Seniors should aim for functional strength and flexibility. You won’t see many seniors trying to bench press 200 pounds or squat 300 pounds of weight. And I’m pretty sure there are quite a few that could achieve these feats.
The reason seniors need to work on functional exercises is because atrophy and flexibility loss occurs in a lot of people. Bad knees, shoulders and joints may also cause the inability to perform some exercises.
The right exercises and stretching will help a senior enhance their mobility.
Yoga for Seniors
Yoga is one of the best forms of exercise a person can engage in no matter the age. The great thing about yoga is that a person can gain and maintain muscle, and yoga helps you maintain and gain flexibility, too. However, don’t jump into a high-tempo yoga class with a bunch of 20-year-olds and expect to keep up.
Try a yoga for seniors groups in your area – there will be quite a few. Yoga is great for increasing strength and will keep you away from needing to use a walking aid, such as a rollator, for much longer.
Stretching for seniors is also very important. The beauty of yoga is that it provides stretching as well as muscle gain. A few of the other many benefits that yoga offers are:
- Arthritis pain relief
- Muscle and strength gain
- Decrease in fasting blood sugar levels
- Mood elevation
- Increased flexibility
- Pain relief
So, what are you waiting for? Join a group in your area today.
Stretching Exercises for Elderly People
Seniors need a little more attention when it comes to the way that they exercise. Excess weight or difficult movements can result in injury, leaving you out of commission or confined to a wheelchair for months – not a good thing.
Stretching needs to be done gently and safely.
Added flexibility will also help a person live a more fulfilled life. Some of the difficult things to do when you’re too tight are:
- Reach items on the top shelf
- Bend over and pick up items
- Sit straight
Tight muscles can also lead to pain or injury in some cases. Walking can be more difficult, too. A person with tight hamstrings may have difficulty maintaining a full stride, or a person may not be able to take a large enough step to go down a step comfortably.
Easy stretching exercises for seniors that are recommended are:
- Neck Stretch: Stretch the neck to both sides, forward and backward, holding each stretch for 30 seconds at a time.
- Shoulder Stretch: Shoulder stretches can be done in a variety of ways. Place your elbows on a counter, step backward and bend forward to stretch the shoulders. You can also grasp the top of a door or walk your fingers up the wall leaning forward to further stretch the shoulders.
- Ankle Stretch: The ankles may get tight, and there are multiple ways to stretch them. Cross your legs and use your hand to stretch the ankle side to side. Then, stand with your palms against the wall (in a pushing motion) and move one leg behind you with the toes of the forward leg against the wall. Bend the front leg until you feel a stretch.

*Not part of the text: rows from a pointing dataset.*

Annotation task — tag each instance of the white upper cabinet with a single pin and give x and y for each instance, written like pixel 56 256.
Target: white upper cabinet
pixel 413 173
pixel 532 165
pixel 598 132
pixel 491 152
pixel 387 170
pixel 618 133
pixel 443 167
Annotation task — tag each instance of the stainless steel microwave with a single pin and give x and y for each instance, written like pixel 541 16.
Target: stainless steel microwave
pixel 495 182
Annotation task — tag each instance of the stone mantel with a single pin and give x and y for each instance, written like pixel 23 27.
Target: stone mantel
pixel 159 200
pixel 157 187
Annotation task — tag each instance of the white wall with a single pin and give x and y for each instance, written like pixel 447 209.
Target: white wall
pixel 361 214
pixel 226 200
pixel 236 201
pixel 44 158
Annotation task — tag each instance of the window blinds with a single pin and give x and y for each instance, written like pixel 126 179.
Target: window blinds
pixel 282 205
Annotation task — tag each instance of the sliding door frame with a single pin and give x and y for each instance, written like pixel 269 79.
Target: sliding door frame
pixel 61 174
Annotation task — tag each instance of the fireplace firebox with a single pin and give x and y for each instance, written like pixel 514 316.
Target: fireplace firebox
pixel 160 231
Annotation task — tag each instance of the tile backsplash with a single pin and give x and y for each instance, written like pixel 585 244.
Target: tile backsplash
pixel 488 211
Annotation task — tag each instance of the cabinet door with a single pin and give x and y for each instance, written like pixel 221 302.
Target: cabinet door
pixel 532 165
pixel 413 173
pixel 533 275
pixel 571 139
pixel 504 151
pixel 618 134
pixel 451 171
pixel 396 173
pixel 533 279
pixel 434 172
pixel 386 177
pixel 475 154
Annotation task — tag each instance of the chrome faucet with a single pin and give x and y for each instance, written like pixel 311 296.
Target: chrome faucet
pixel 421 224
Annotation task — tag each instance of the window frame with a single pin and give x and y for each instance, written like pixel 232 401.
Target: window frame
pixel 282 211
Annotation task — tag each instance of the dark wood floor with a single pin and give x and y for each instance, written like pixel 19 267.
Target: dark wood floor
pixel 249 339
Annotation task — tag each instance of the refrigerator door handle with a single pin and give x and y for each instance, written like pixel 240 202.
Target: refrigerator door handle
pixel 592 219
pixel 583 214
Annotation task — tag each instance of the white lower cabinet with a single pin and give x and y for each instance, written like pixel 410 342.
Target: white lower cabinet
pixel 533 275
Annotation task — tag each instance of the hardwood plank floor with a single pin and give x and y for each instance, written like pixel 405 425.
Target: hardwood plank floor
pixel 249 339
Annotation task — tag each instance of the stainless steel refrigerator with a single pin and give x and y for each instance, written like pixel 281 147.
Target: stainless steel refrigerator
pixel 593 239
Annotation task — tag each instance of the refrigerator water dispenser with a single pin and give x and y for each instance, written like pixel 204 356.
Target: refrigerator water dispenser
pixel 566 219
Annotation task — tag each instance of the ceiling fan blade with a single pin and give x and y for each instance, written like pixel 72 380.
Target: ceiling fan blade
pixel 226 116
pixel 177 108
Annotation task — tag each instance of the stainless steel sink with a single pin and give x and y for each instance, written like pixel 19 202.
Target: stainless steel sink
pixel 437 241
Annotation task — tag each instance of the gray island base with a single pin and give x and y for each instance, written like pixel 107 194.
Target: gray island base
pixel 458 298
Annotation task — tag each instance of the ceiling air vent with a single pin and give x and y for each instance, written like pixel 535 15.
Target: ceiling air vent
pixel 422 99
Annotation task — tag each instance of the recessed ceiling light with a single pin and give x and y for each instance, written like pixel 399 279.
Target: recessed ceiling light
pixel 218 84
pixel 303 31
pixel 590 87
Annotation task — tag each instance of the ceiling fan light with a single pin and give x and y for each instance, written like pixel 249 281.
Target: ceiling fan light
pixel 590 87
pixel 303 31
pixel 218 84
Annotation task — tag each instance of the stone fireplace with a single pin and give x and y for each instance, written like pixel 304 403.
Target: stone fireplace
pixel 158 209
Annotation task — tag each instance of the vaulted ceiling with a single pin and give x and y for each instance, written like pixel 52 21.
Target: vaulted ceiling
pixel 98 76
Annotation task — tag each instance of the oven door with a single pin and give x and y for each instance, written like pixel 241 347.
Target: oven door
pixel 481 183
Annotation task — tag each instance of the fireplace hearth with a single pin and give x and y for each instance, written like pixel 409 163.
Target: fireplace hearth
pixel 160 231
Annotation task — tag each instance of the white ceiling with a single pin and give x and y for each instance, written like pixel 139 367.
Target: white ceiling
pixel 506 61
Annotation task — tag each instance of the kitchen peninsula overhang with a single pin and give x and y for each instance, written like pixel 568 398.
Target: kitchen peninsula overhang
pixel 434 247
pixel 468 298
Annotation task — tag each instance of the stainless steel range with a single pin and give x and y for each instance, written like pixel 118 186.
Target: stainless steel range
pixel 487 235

- Back Stretch: Sitting on a chair, twist to one side while grasping the back of the chair to further the stretch as needed.
- Hamstring Stretch: Sitting on a bed, keep your legs straight with your toes up to the ceiling. Bend forward trying to grasp your toes to stretch out the hamstring.
- Groin Stretch: Sitting on a bed or on the floor, place the soles of your feet together to enter the butterfly position. Using your hands, gently push downward to the floor to stretch the groin.
Every workout for seniors must include stretching exercises so that a person can perform other exercises with full range of motion.
You want to follow easy stretching exercises that have a variety of intensities to be able to truly benefit from a stretching program.
Yoga offers a variety of difficulties that allow people with a number of mobility ranges to be able to work their way up to harder stretches. This is why so many physical therapists are recommending that their patients do yoga to stay fit and healthy.
If you feel confident with weight training, you can add this to your routine. Just make sure that you stick to lower weights at first to avoid injury before progressing. When it comes to exercising, the benefits can lead to a happier, longer and mobility-rich lifestyle well into old age.